Jasper DeAntonio’s math students use statistics to analyze the effects of New York’s built environment. His fellowship will fund research on urban design and civic engagement in three European cities—Stockholm, Copenhagen, and Amsterdam—creating a dataset that will serve as a basis of comparison for future classroom inquiries.
Julissa Llosa, a teacher of art and special education, has been taking students on outdoor overnight trips for several years. Her fellowship will take her to seven national parks in the Rocky Mountains and Colorado Plateau, where she will sharpen her wilderness skills, deepen her appreciation of nature, and gather stories to share with her students.
Megan Minturn teaches dance in a public school, leads her own dance company, and dances with two others. Having previously studied sabar dance in Senegal and salsa in Cuba, her fellowship will allow her to study orixá dance, capoeira, and Silvestre technique in Brazil.
David Harvey, a math teacher, first traveled with Teachers-2-Teachers Global to Santo Domingo de Onzole in Ecuador. This isolated jungle community, established by escaped slaves, was until recently only accessible by canoe and had no federal funding for education. David will return with his wife, a native of Ecuador and elementary and middle school Spanish teacher, to collaborate with under-trained teachers in under-resourced schools on curricula and other educational issues.

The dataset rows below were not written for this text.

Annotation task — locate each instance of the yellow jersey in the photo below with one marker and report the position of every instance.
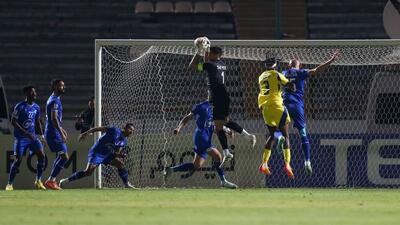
(270, 83)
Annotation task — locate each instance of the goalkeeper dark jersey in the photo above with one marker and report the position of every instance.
(216, 71)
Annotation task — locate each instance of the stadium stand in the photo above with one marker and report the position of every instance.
(45, 39)
(345, 19)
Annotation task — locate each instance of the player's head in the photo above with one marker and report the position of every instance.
(270, 63)
(294, 63)
(214, 54)
(58, 86)
(30, 93)
(91, 102)
(128, 129)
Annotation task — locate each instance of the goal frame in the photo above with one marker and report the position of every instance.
(100, 43)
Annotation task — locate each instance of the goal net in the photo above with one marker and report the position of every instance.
(352, 110)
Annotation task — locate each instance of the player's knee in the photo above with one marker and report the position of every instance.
(88, 172)
(303, 132)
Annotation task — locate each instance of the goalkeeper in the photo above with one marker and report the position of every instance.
(219, 97)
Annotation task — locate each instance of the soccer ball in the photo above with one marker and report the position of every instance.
(202, 44)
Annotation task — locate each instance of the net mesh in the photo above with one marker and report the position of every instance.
(357, 98)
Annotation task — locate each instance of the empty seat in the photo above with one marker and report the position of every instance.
(202, 7)
(164, 7)
(183, 7)
(222, 7)
(144, 7)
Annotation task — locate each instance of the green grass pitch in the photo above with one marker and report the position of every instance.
(201, 206)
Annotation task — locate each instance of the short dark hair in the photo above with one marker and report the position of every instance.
(130, 124)
(28, 88)
(216, 50)
(269, 62)
(55, 82)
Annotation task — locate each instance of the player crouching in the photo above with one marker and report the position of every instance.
(106, 150)
(203, 146)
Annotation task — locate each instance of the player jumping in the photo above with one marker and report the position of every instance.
(56, 136)
(107, 151)
(275, 114)
(216, 72)
(294, 102)
(203, 146)
(26, 120)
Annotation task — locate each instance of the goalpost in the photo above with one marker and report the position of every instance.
(352, 110)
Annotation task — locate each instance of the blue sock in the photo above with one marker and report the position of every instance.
(123, 173)
(183, 167)
(39, 168)
(76, 176)
(13, 171)
(219, 170)
(58, 165)
(305, 144)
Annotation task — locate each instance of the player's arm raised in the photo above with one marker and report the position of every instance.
(321, 68)
(39, 127)
(15, 123)
(183, 122)
(92, 130)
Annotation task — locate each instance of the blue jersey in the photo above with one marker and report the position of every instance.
(203, 115)
(110, 141)
(294, 91)
(53, 104)
(26, 115)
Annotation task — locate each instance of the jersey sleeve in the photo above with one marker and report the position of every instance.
(15, 113)
(38, 113)
(204, 66)
(303, 74)
(282, 79)
(55, 106)
(195, 109)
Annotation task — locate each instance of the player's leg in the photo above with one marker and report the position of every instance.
(20, 146)
(217, 157)
(221, 117)
(79, 174)
(286, 150)
(61, 159)
(122, 172)
(37, 148)
(198, 161)
(267, 151)
(238, 129)
(300, 124)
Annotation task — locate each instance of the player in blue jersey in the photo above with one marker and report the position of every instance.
(217, 74)
(293, 100)
(56, 136)
(26, 121)
(107, 151)
(203, 146)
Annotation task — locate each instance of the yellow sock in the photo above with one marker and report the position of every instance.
(286, 155)
(266, 155)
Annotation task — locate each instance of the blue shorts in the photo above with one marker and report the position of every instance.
(296, 113)
(202, 142)
(22, 144)
(97, 159)
(56, 145)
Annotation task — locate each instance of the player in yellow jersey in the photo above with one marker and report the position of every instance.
(275, 114)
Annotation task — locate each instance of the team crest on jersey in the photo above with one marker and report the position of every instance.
(27, 123)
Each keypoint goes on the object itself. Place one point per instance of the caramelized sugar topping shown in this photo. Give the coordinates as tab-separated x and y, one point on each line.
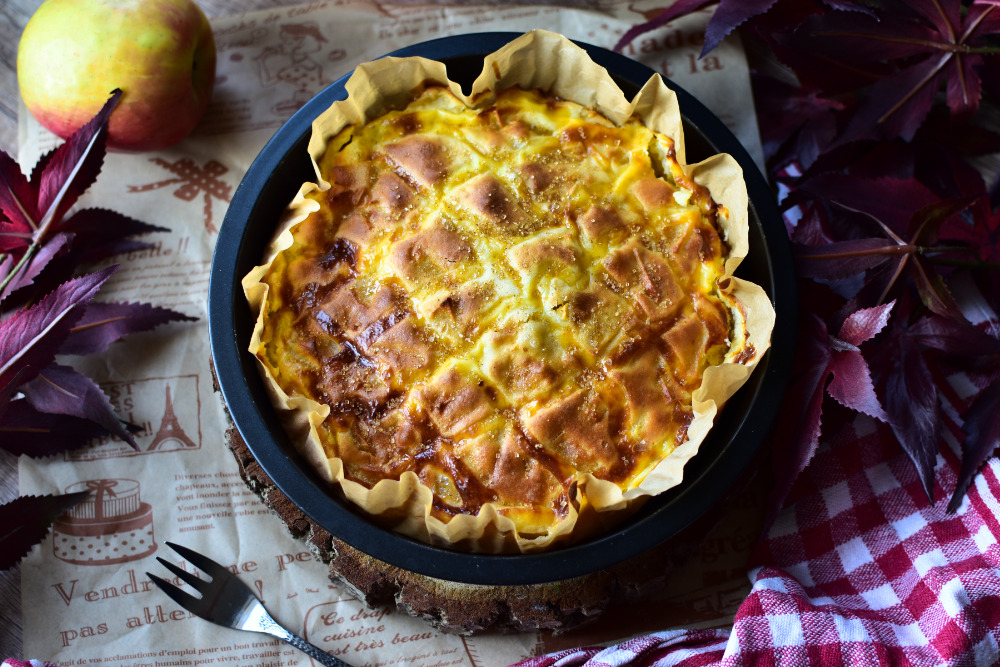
500	300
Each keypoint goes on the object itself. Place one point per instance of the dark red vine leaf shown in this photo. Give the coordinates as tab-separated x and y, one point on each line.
796	433
102	233
728	15
73	167
61	390
17	205
25	431
31	337
911	398
25	521
841	259
104	323
57	245
982	437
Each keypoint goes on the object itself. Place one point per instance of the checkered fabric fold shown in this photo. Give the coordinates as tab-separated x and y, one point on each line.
858	569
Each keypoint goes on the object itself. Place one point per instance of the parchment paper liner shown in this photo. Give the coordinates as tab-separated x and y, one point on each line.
552	63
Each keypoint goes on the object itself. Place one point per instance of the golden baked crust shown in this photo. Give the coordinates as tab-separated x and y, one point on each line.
500	300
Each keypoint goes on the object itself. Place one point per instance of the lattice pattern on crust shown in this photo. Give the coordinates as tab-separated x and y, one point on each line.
499	300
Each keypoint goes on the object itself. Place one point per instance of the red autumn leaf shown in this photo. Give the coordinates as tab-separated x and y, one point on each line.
25	521
823	365
60	390
105	323
28	432
915	49
910	395
30	338
17	206
101	233
982	437
796	434
729	15
73	167
57	245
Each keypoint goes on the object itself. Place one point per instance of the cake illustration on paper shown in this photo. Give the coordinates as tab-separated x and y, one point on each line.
111	526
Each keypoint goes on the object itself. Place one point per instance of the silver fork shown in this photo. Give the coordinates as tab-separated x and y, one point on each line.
227	601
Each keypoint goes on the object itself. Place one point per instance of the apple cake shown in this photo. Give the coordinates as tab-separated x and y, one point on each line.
498	315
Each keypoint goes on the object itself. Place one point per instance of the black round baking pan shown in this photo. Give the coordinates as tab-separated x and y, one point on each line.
269	185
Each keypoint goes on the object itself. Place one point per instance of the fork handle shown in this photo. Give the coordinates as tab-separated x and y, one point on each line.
312	651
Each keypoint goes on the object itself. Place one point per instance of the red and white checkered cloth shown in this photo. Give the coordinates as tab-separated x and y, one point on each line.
859	569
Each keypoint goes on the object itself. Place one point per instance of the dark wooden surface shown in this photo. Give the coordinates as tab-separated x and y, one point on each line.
14	15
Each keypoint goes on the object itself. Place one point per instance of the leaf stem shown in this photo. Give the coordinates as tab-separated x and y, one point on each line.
25	258
965	263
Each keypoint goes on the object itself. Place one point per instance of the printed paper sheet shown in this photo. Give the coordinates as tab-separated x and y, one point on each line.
86	598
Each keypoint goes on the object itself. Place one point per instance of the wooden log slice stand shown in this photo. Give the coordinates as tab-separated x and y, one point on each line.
466	608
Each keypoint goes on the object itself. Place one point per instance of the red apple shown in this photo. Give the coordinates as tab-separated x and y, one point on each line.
161	53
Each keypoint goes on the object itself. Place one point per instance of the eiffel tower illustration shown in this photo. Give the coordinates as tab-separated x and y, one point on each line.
170	434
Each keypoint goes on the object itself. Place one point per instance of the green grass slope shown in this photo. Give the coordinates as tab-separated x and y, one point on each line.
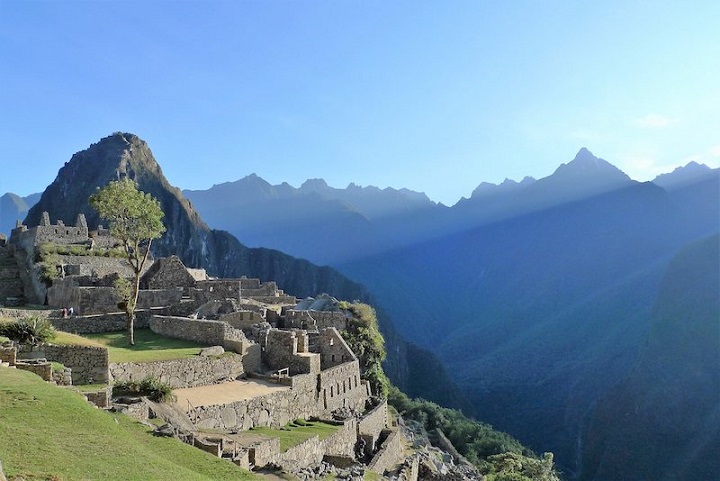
48	432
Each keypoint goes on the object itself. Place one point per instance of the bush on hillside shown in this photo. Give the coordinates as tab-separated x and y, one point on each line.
497	455
364	338
28	330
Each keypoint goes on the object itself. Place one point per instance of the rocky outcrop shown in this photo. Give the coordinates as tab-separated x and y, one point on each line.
126	155
188	237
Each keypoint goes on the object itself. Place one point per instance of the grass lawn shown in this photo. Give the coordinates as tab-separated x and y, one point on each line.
294	433
53	433
148	346
67	338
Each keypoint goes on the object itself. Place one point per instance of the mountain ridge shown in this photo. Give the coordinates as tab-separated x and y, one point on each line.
221	254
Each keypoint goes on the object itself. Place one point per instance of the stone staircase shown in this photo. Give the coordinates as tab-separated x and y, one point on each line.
11	286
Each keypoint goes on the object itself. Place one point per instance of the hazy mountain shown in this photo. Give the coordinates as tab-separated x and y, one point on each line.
683	176
14	208
583	177
187	236
315	221
662	422
539	314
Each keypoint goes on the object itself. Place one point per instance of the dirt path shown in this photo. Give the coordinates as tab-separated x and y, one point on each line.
225	393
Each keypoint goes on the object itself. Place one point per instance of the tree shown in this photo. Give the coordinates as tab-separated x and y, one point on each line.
135	219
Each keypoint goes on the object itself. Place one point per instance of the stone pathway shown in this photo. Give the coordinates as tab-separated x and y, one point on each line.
225	393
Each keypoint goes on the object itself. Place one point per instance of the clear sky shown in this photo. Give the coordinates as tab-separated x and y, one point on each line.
435	96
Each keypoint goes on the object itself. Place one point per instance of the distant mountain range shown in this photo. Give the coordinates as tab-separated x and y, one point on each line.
537	295
662	421
187	235
14	208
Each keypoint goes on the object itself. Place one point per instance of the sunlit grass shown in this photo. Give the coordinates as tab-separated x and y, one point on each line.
296	432
49	432
148	346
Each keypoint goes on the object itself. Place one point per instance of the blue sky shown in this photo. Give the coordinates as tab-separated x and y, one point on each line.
433	96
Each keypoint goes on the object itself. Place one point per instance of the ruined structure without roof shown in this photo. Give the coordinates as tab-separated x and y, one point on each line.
289	361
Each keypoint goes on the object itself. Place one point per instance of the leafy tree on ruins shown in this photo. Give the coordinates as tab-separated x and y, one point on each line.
135	219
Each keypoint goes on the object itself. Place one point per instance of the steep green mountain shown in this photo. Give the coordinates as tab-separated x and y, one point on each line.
538	315
662	422
221	254
535	294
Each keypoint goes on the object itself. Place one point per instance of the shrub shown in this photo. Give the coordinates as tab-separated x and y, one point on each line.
28	330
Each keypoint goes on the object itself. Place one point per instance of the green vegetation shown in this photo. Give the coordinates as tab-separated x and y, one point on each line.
516	467
68	339
364	338
148	347
52	433
151	387
135	220
495	453
28	330
298	431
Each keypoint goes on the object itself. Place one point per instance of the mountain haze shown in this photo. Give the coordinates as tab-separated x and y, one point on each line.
662	421
537	295
221	254
14	208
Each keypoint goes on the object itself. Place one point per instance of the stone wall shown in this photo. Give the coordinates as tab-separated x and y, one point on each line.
219	289
389	455
97	300
410	469
8	354
166	273
88	364
99	266
20	313
242	319
211	333
111	322
312	451
332	348
341	387
42	369
272	410
315	320
372	423
99	398
181	373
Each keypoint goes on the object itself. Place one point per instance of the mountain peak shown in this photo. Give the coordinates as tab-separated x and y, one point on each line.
681	176
314	184
585	166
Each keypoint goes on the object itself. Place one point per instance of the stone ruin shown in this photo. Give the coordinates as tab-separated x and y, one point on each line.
290	353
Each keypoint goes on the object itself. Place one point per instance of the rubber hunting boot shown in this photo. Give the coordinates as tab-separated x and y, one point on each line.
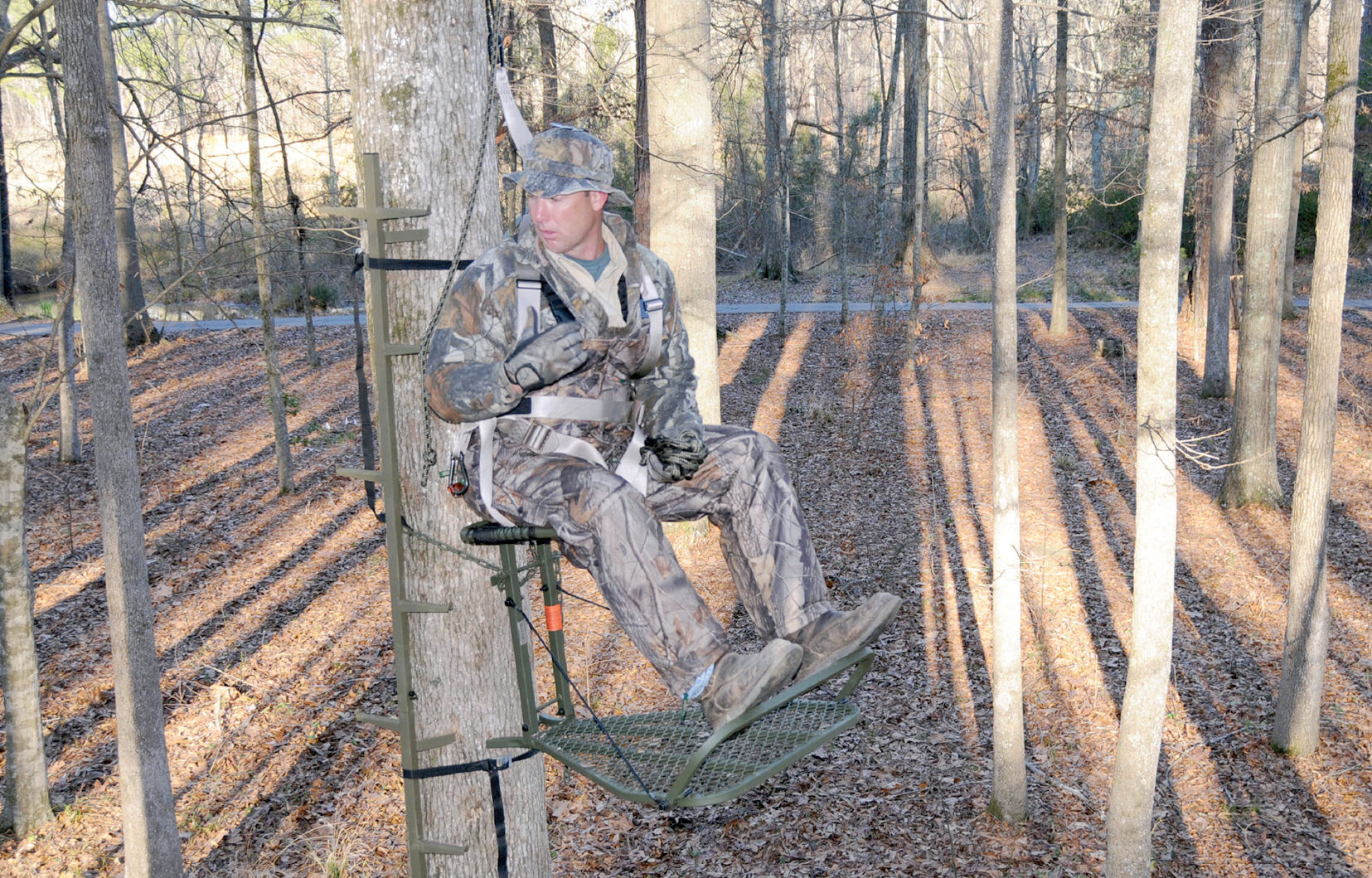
837	634
743	681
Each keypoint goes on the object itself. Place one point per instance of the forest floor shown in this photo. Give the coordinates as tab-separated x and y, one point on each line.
274	623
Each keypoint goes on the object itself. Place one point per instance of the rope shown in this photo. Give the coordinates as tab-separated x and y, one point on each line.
425	538
586	704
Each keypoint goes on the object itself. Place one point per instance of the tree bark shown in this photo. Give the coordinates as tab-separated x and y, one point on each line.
1297	729
276	400
1221	77
1297	167
27	804
420	87
642	159
1253	439
1129	822
775	138
151	846
1007	779
1058	324
681	125
138	328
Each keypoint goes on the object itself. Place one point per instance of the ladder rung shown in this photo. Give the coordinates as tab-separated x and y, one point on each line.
370	475
423	607
433	744
377	213
381	722
438	846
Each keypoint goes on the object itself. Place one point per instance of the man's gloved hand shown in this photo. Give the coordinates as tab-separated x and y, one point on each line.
676	457
541	360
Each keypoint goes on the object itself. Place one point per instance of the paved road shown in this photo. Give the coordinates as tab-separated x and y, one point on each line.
173	327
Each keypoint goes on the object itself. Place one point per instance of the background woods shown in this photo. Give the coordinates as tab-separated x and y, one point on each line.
1049	490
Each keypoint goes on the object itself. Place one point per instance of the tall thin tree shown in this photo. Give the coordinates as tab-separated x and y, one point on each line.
261	249
151	844
434	136
1007	779
1252	477
1129	822
1297	729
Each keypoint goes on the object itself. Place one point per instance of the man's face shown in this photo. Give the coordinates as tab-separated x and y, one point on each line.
570	224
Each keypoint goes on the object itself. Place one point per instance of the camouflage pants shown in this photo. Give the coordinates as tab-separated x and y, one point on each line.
615	532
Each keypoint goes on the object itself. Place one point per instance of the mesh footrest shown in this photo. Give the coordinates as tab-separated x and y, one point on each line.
664	746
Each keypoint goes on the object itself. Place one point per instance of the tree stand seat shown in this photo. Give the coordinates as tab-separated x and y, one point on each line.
667	758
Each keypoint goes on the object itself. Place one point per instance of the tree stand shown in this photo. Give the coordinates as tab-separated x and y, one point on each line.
671	758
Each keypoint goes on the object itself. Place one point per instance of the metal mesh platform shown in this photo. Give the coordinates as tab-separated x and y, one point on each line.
663	748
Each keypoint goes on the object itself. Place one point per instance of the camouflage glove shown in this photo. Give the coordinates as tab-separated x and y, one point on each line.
544	358
674	458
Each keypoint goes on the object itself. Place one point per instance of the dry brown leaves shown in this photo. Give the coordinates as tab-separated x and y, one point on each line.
274	624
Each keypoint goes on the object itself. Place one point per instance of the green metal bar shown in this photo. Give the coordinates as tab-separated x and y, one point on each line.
550	574
512	582
370	475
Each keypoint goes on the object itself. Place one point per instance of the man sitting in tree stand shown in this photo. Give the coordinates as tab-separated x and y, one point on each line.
563	356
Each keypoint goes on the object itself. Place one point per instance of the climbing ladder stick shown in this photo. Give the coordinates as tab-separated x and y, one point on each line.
373	217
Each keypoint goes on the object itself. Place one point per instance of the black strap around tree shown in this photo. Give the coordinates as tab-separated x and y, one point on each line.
492	769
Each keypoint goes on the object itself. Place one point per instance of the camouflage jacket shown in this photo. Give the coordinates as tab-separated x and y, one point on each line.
465	373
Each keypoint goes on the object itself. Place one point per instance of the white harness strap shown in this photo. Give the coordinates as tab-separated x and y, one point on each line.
652	302
513	119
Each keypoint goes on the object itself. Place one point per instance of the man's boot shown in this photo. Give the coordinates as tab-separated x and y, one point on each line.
744	681
837	634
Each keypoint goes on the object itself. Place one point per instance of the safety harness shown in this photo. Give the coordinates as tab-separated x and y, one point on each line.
531	291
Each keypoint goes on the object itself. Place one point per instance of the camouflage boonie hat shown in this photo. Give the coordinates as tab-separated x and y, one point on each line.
568	159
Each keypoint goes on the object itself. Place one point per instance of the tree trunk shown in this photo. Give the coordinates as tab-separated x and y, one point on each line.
1221	77
298	234
681	125
642	161
276	400
138	328
1129	822
914	173
841	172
775	138
27	803
151	846
1253	440
1007	779
1297	169
1059	178
1297	729
548	59
429	136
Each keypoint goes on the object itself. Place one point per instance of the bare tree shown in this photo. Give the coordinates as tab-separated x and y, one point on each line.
681	127
136	325
775	205
1007	781
1129	822
1059	178
1297	729
151	846
1221	77
1252	477
276	400
434	138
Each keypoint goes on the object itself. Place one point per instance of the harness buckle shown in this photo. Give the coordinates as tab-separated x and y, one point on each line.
458	480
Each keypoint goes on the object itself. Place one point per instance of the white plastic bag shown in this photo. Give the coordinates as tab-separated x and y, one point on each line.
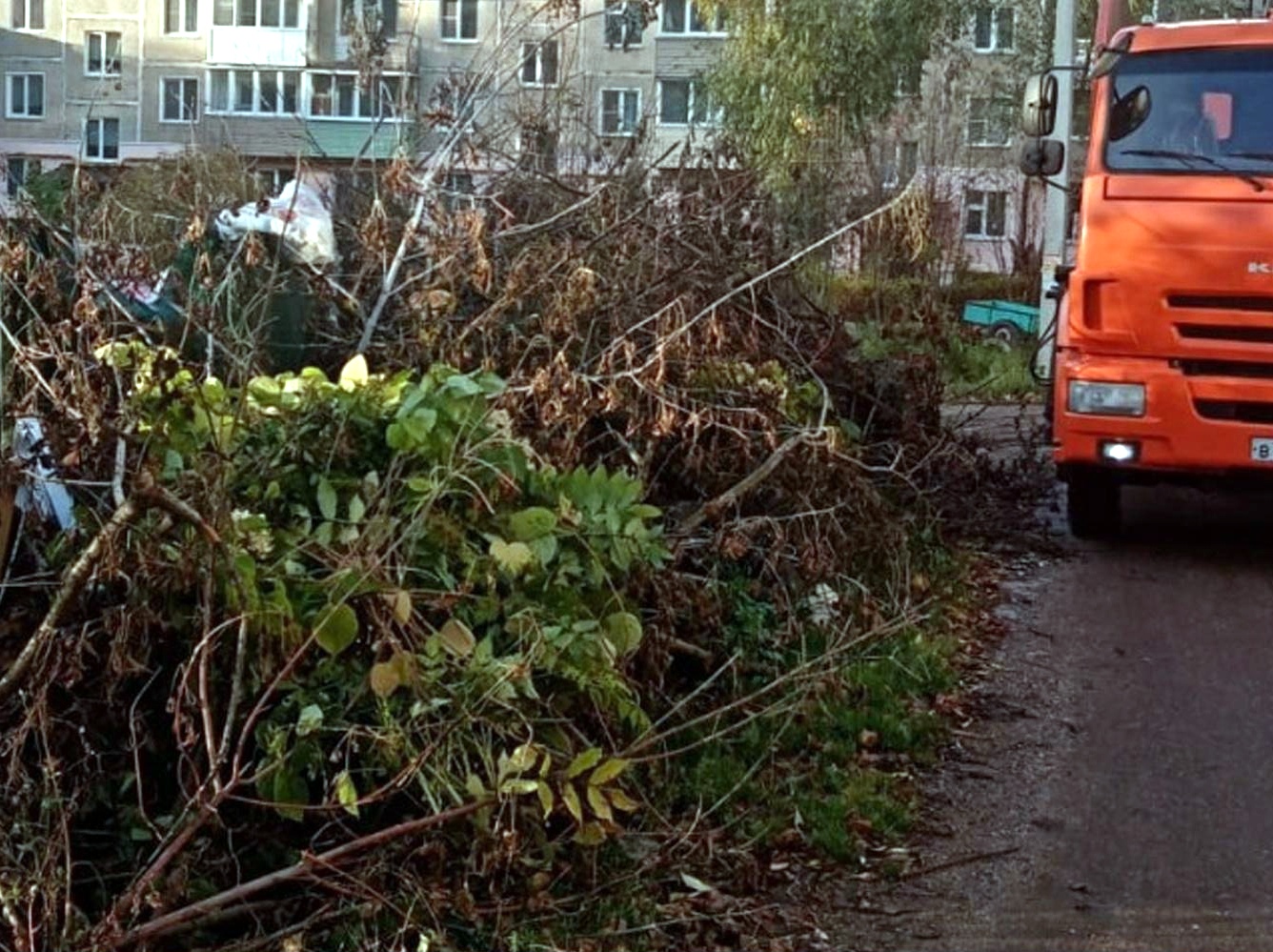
300	215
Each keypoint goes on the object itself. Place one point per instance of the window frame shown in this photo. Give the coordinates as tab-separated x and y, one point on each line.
693	83
983	208
181	101
1007	107
458	19
26	95
536	55
101	139
688	18
27	7
105	72
996	11
212	109
622	91
188	18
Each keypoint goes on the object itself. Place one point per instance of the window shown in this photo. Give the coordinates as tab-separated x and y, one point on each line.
178	99
458	19
540	64
101	139
345	95
624	22
181	17
18	173
995	30
989	121
256	13
102	53
685	102
26	95
620	111
27	14
371	17
253	91
684	17
985	214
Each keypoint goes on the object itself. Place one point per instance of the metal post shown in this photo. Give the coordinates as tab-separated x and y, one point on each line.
1057	192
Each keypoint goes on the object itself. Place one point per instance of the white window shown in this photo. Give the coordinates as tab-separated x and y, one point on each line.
624	23
102	53
989	121
620	111
256	13
540	64
995	29
27	14
985	214
178	99
371	17
181	17
101	139
254	91
686	102
345	95
458	19
26	95
685	17
18	173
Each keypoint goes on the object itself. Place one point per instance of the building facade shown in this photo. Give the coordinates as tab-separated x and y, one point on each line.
107	82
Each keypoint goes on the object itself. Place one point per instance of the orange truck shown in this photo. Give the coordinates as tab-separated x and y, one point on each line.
1163	334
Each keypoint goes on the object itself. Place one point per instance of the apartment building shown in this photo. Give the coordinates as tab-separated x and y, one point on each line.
109	82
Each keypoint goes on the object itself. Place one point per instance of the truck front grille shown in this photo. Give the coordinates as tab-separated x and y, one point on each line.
1235	410
1226	333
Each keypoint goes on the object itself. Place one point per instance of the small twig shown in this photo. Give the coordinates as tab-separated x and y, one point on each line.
961	861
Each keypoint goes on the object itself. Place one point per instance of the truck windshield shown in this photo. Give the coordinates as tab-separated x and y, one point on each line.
1198	111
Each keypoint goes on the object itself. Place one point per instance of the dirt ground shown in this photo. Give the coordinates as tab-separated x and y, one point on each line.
1116	787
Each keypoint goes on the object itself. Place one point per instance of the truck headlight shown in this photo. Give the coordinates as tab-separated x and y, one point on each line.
1106	398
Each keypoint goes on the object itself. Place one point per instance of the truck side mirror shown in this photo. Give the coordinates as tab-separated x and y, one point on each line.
1042	158
1039	106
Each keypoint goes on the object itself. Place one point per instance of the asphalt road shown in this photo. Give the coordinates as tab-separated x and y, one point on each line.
1117	789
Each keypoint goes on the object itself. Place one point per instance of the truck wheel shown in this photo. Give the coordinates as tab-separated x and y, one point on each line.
1095	505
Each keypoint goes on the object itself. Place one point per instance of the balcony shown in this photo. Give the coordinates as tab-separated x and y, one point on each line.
257	46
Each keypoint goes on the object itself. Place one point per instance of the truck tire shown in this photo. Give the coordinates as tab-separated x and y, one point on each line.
1094	505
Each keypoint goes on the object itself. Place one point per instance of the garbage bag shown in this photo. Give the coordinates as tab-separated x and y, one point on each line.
300	216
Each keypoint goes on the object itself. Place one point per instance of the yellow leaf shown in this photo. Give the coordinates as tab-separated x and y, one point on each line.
621	800
457	638
584	761
402	606
354	373
607	772
385	679
571	797
598	803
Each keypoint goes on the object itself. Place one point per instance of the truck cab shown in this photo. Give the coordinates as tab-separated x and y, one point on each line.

Sarah Murphy, a librarian who teaches theater, co-founded the Tiny Box Theater in her spare time. The group stages unusual puppet shows inside various types of small boxes, for one or two observers at a time. These (very) brief theatrical pieces have been performed at the Figment Festival on Governors Island and other venues. Sarah’s Don Quixote Fellowship will allow Tiny Box to develop a new street theater piece and perform it during the Fringe Festival in Edinburgh, Scotland.
Anita Yu teaches math and started a Women In Science and Engineering group at East Side Middle School. She has long been fascinated by the ways math can intersect with art and has built mathematical sculptures with her students, including a harmonograph and a truncated icosahedron. Her Don Quixote Fellowship will help her realize the long-held dream of attending the Bridges Conference On Mathematical Connections in Art, Music, Architecture, Education, and Culture, this year in Stockholm, Sweden.